From then on, my work on the Women’s Feature pages covered a variety of topics.  I was given the task of compiling a weekly series of international cuisine, going around to all the foreign embassies and high commissions requesting them to provide their country’s National recipes.   Another series, titled Meet the Chefs, was to visit the top Nairobi hotels requesting their chefs to impart with their favourite recipes.
I also worked on the fashion pages, the teenage page and another weekly series show-casing different career paths for young people.
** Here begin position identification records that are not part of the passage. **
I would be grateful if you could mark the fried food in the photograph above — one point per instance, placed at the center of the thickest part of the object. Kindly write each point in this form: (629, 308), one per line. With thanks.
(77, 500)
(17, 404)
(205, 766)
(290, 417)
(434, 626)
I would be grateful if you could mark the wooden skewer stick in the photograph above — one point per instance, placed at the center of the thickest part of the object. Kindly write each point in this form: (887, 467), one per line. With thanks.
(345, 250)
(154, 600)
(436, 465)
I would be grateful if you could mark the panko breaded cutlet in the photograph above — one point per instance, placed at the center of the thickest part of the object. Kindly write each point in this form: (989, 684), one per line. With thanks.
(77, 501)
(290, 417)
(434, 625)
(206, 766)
To my discredit on one occasion, I was asked by the News Editor to cover a current news story.    A Minister of the Government was going to open the new premises of the Maendeleo ya Wanawake Handicraft Centre, a self-help women’s group that made hand-woven baskets, jewellery, tie-dye materials, clay pots for sale.     Many of the women who made these items came to Nairobi from up-country for this event.    The Minister arrived and started his speech.   In Swahili.   I don’t speak Swahili, so it was a non-story on my part. When I got back to the office, the News Editor was not pleased, to say the least.     The photographer who was assigned to the event also failed to get a picture of the Minister who was stuck in the lift on his way out. The News Editor, however, managed to retrieve the contents of the speech from the Kenya News Agency, and the report was in the newspaper the next day.